Here’s the story. The noun “kudos” comes from a Greek word meaning praise or renown. Merriam-Webster’s Dictionary of English Usage says the Greek term “was dragged into English as British university slang in the 19th century.”

The first published reference for “kudos” in the Oxford English Dictionary dates from 1831, when it meant glory or fame.

Although “kudos” was officially singular (like “chaos” and “pathos,” two other words of Greek origin), it was often used in a general way without a direct or indirect article, which may have blurred its sense of singularity.

In a typical early citation in the OED, for instance, Charles Darwin writes in an 1859 letter that the geologist Charles Lyell read about half the manuscript of On the Origin of Species “and gives me very great kudos.”

In its earliest uses, according to Merriam-Webster’s, “kudos” referred to the prestige or renown of having done something noteworthy. But by the 1920s, it had developed a second sense, praise for an accomplishment.

During the ‘20s, the usage guide says, people began using “kudos” as a plural meaning praises. Time magazine, according to M-W, may have helped popularize the usage.

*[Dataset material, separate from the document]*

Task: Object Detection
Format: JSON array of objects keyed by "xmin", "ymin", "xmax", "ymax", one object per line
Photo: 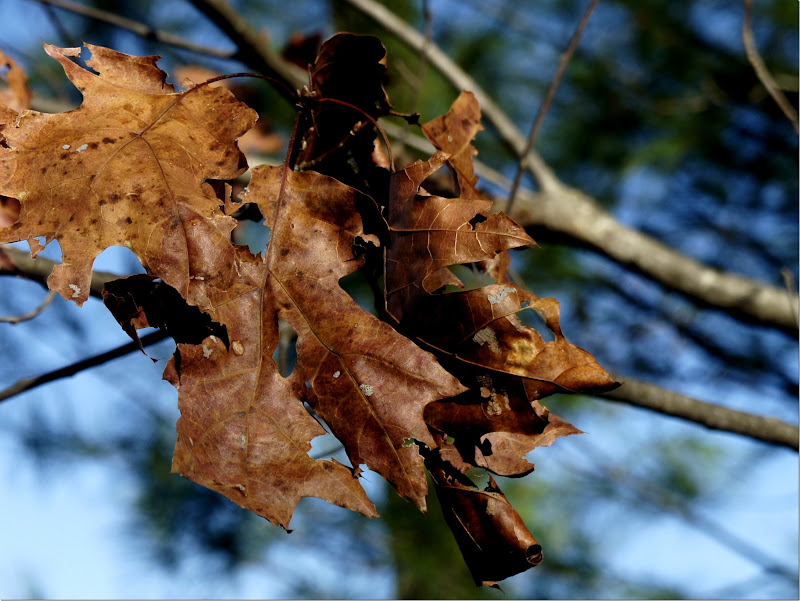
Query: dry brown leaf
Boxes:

Here’s a 1927 example from Time that suggests plurality: “They were the recipients of honorary degrees – kudos conferred because of their wealth, position, or service to humanity.”

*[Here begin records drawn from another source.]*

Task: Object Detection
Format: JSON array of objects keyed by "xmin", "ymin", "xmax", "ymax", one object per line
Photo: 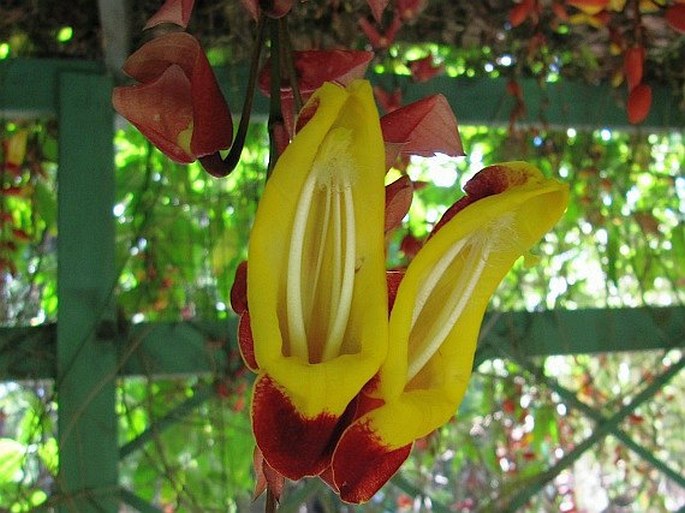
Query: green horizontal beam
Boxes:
[
  {"xmin": 473, "ymin": 305, "xmax": 685, "ymax": 365},
  {"xmin": 0, "ymin": 59, "xmax": 103, "ymax": 118},
  {"xmin": 1, "ymin": 307, "xmax": 682, "ymax": 381},
  {"xmin": 120, "ymin": 319, "xmax": 237, "ymax": 377},
  {"xmin": 2, "ymin": 58, "xmax": 682, "ymax": 129},
  {"xmin": 373, "ymin": 73, "xmax": 685, "ymax": 131}
]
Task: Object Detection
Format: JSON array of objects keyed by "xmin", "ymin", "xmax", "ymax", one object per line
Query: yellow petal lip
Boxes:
[
  {"xmin": 363, "ymin": 161, "xmax": 569, "ymax": 447},
  {"xmin": 247, "ymin": 79, "xmax": 388, "ymax": 418}
]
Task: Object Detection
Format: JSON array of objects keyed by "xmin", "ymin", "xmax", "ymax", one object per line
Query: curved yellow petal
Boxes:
[
  {"xmin": 380, "ymin": 162, "xmax": 569, "ymax": 412},
  {"xmin": 332, "ymin": 162, "xmax": 568, "ymax": 502},
  {"xmin": 247, "ymin": 80, "xmax": 387, "ymax": 477}
]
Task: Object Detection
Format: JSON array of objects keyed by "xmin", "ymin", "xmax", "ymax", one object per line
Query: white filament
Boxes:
[{"xmin": 406, "ymin": 237, "xmax": 492, "ymax": 382}]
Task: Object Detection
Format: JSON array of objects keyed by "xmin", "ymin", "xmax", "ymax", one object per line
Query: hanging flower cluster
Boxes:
[
  {"xmin": 230, "ymin": 79, "xmax": 569, "ymax": 503},
  {"xmin": 114, "ymin": 0, "xmax": 569, "ymax": 505}
]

And here’s a 1941 citation from the magazine that’s clearly plural: “There is no other weekly newspaper which in one short year has achieved so many kudos.”

Once “kudos” was seen in Time and other publications as a plural, M-W adds, “it was inevitable that somebody would prune the s from the end and create a singular.”

The usage dictionary cites a 1950 letter from Fred Allen to Groucho Marx that describes in hyperbolic fashion the praise for a TV show from customers at the Stage Delicatessen in New York, including a guy sitting on a toilet bowl who “swung open the men’s room door and added his kudo to the acclaim.”

Merriam-Webster’s includes quite a few other examples of the singular “kudo” and plural “kudos.” Here are a couple from mainstream publications:

Saturday Review (1971): “All these kudos spread around the country.”

Women’s Wear Daily (1978): “She added a kudo for HUD’s Patricia Harris.”

So what’s going on here? The OED says the singular “kudo” is a back formation resulting from the erroneous belief that “kudos” is a plural. (A back formation is a word formed by dropping a real or imagined part from another word.)

OK, the singular “kudo” and the plural ”kudos” are the result of mistakes. But a lot of legitimate words began life in error. Are “kudo” and “kudos” becoming legit as they spread like kudzu?

Merriam-Webster’s thinks so – sort of. It says the two usages “are by now well established,” though “they have not yet penetrated the highest range of scholarly writing or literature.”

Other usage guides aren’t so open minded. The New Fowler’s Modern English Usage, for example, describes “kudo” as “a degenerate back-formation.”

“No other word of Greek origin,” writes R. W. Burchfield, editor of The New Fowler’s, “has suffered such an undignified fate.”